Texas Highways Magazine

Tabula Rasa

I left Texas once. It was in 1973, when I was 8 years old. I don’t remember much about that day except for the sharp musk of jet fuel near the gate at Amarillo International Airport. My mother, sisters, and I were waiting to cross the tarmac to a plane that would take us out of Texas, where we’d spent our entire lives. We were headed to Iran, halfway around the world, where my father had taken a new job.

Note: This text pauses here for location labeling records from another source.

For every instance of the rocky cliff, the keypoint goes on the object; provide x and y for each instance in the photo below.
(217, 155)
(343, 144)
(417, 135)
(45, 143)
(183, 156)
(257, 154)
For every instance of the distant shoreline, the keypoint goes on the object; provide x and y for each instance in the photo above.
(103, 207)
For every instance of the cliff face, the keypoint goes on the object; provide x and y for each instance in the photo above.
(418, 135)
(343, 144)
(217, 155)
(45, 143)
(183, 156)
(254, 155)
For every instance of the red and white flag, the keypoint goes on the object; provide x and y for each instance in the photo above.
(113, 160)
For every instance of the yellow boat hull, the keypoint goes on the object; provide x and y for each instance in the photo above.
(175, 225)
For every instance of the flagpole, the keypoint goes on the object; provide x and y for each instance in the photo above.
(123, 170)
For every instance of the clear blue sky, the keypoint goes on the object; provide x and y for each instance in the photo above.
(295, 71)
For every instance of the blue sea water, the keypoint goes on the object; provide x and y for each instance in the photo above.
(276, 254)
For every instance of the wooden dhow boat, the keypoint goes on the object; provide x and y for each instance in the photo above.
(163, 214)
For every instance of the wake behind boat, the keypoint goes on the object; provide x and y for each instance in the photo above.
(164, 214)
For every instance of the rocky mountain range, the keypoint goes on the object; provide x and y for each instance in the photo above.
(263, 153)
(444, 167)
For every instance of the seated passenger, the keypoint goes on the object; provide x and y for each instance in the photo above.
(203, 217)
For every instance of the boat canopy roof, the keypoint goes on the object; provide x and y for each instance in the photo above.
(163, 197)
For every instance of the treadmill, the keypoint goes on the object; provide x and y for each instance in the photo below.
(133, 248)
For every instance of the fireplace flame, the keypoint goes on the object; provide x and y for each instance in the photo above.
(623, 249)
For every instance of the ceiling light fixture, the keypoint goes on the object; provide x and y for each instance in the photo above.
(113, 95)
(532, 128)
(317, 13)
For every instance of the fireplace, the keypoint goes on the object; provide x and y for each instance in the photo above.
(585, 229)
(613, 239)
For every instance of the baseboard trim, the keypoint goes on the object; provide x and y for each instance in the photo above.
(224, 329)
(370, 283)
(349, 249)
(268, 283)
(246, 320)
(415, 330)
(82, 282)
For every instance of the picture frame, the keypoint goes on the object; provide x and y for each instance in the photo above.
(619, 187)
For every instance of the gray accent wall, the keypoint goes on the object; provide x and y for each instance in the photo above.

I spent the long years away thinking hard about how to get back to the Panhandle town of Pampa, where I’d grown up; and Amarillo, 55 miles to the southwest, where my parents and grandparents were from. I would even settle for Dallas, where I was born, or Houston, our last Texas home before we flew to Tehran. But as time passed, my ideas about the Texas I yearned to come back to had shifted to a steep nostalgia linked to memories of the land: the hard spring rains that revealed the faint glimmers of flint arrowheads, where none had been before; the catchable horny toads that sunned motionless on caprocks; the mudcats and water moccasins that slid though the brown waters of the creek that meandered through Palo Duro Canyon, where my cousins and uncles and aunts spent long, hot summers. There was also the Stuckey’s where my granddad bought me my first pocketknife; the squat, spherical tanks of chemicals at the plant where my dad worked along the highway outside of Pampa; the frail statue of a tiny white deer farther along the same two-lane highway on the way to Amarillo. These quiet images formed a delicate mantle of peace in my mind, one I could retreat to whenever disquiet rose.